De thuiszorginstelling besteedde haar personeelsadministratie uit aan een derde. In 2012 is een achterstand ontstaan in het verstrekken van gegevens en het betalen van premie aan PFZW. Als gevolg daarvan heeft PFZW de bestuurder aansprakelijk gesteld omdat zij niet op de juiste wijze mededeling zou hebben gedaan van de betalingsonmacht van de thuiszorginstelling als bedoeld in artikel 23 Wet Bpf. Tevens heeft PFZW op 11 april 2016 een dwangbevel aan de bestuurder uitgevaardigd voor een totaalbedrag van € 896.154,96. De thuiszorginstelling is op 19 juli 2016 failliet verklaard.

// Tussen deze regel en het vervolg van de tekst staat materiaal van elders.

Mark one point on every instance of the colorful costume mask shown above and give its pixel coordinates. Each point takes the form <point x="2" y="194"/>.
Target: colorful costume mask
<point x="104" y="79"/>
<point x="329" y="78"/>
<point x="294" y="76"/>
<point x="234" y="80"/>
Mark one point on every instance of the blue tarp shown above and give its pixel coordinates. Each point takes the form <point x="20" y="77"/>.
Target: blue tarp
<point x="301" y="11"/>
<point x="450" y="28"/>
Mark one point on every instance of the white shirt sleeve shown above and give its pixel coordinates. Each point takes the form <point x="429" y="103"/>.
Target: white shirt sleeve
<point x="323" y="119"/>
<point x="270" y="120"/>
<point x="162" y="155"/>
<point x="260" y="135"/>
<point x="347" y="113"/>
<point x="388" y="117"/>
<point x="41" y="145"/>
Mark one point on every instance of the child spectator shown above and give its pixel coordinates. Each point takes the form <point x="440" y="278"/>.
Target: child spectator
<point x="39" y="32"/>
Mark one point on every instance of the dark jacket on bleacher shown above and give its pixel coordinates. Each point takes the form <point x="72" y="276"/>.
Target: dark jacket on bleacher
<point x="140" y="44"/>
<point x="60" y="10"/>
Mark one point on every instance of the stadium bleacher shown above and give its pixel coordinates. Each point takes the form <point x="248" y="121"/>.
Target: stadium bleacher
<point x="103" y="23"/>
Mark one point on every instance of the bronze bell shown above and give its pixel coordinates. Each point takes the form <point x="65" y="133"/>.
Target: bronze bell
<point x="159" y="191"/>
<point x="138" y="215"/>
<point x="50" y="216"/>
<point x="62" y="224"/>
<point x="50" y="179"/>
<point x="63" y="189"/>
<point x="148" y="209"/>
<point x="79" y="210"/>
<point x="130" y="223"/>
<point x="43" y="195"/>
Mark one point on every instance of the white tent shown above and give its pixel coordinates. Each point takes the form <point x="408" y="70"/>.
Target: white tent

De bestuurder is tegen het dwangbevel in verzet gekomen en heeft vernietiging daarvan gevorderd. De kantonrechter heeft de vordering van de bestuurder afgewezen. Het hof heeft het vonnis van de rechtbank vervolgens bekrachtigd. Zij overwoog daartoe dat het enkele feit dat PFZW op de hoogte was van de moeilijke financiële omstandigheden van de thuiszorginstelling, de bestuurder niet ontslaat van de verplichting om melding te maken van betalingsonmacht op grond van artikel 23 lid 2 Wet Bpf.
Oordeel Hoge Raad
De Hoge Raad overweegt dat de melding van betalingsonmacht ertoe strekt te bewerkstelligen dat het bedrijfstakpensioenfonds vroegtijdig op de hoogte raakt van de moeilijkheden waarin de rechtspersoon zich bevindt, zodat het in staat is zich te beraden op de opstelling die het ten aanzien van de rechtspersoon zal innemen.
De melding van betalingsonmacht moet volgens de Hoge Raad (i) inhouden dat niet kan worden betaald en (ii) inzicht geven in de omstandigheden die daartoe hebben geleid.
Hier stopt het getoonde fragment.